One of the main questions Feminist theory asks about medicine is if there are gender inequalities in regards to receiving healthcare or information and if there are gender based barriers to care. This is one of the main problems with Brazil’s response to the Zika virus. In Brazil there are inequalities to receiving healthcare for women, because abortion is not legal. Due to this some women try to get abortions using unsafe, black market methods such as getting medications that induce abortions. These methods are incredibly unsafe, and can lead to women being injured or dying. If they are dying, some go to the hospital where they can be jailed if it is found out that they did use an illegal abortion method. This illustrates the inequalities in receiving healthcare, because men can also go to hospitals for wounds that they might have inflicted on themselves, but they would not be jailed. There is also not a lot of information on ways to get a safe abortion if one is necessary, which is another inequality in regards to getting medical information due to gender.

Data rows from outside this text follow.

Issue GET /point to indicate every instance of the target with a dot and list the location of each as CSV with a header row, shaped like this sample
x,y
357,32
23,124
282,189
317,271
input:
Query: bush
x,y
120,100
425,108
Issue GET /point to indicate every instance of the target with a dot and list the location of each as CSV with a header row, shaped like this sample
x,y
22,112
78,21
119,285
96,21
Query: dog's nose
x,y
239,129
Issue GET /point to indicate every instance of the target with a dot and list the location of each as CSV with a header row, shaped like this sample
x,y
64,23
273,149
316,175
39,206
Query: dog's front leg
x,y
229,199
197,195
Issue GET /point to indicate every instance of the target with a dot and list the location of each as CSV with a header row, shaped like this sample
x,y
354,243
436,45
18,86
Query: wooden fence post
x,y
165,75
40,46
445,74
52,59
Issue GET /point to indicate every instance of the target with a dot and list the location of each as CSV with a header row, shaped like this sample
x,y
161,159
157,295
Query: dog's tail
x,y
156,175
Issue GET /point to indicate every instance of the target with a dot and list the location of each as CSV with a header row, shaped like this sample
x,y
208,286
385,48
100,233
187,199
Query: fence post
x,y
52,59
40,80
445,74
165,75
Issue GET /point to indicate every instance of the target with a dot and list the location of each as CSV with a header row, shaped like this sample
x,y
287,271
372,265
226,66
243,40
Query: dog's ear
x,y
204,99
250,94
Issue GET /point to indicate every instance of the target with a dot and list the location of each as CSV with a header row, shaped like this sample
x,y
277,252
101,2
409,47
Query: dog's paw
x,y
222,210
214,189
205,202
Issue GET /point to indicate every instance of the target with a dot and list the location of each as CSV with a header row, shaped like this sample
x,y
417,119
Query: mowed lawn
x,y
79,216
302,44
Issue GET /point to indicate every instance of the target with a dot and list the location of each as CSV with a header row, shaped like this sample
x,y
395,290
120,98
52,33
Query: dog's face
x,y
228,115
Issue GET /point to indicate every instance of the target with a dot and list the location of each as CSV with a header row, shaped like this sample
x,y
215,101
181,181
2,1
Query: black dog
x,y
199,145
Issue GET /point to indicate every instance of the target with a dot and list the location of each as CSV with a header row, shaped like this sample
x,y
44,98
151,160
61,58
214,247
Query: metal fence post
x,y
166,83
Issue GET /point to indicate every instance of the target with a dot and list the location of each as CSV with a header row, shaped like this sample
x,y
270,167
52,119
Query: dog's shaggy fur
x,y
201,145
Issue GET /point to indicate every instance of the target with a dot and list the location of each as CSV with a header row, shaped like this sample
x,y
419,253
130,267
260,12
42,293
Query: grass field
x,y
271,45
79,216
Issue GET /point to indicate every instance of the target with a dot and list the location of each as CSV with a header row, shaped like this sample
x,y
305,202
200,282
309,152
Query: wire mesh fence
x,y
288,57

Another question Feminist theory asks about medicine is if one gender has a worse outcome than the other in any areas of medical concern. This is a large issue in dealing with the Zika virus because only women have permanent and long-lasting consequences to getting the Zika virus, because they can pass it on to their fetuses. Men who get the Zika virus do not face these kind of issues and the symptoms for the virus are very low in healthy adults. This is an issue that very strongly disproportionally affects women more than men due to these consequences.
Another issue that Feminist theory highlights is the issue of intersectionality and how it might affect gender inequalities. There is a “focus on identity and difference that has become the merging focus of feminist anthropology… there is a focus on social categories such as age, occupation, religious, status and so on” (Dominguez et al.). One of the main issues with Brazil’s response to the Zika virus was how it “perpetuated and in fact increased gender, social and health disparities” (Harris 2016).The Zika virus epidemic in Brazil highlighted the intersectionality of gender and health disparities. It also exposed the large wealth and income disparities among women in Brazil. In Brazil there is a very large wealth disparity between the higher income and lower income people. During the Zika epidemic, lower income women were less likely to have access to many of the health facilities and procedures that higher income women were able to afford. Procedures such as contraception, abortion, Zika testing and amniocentesis were less accessible by lower income women and therefore showed the intersectionality of gender and socioeconomic status in Brazil.
Dominguez, Johnna, et al. “Feminist Anthropology.” Department of Anthropology, anthropology.ua.edu/cultures/cultures.php?culture=Feminist Anthropology.
Harris, Lisa H., Neil S. Silverman, and Mary Faith Marshall. “The paradigm of the paradox: women, pregnant women, and the unequal burdens of the Zika virus pandemic.” The American Journal of Bioethics 16.5 (2016): 1-4.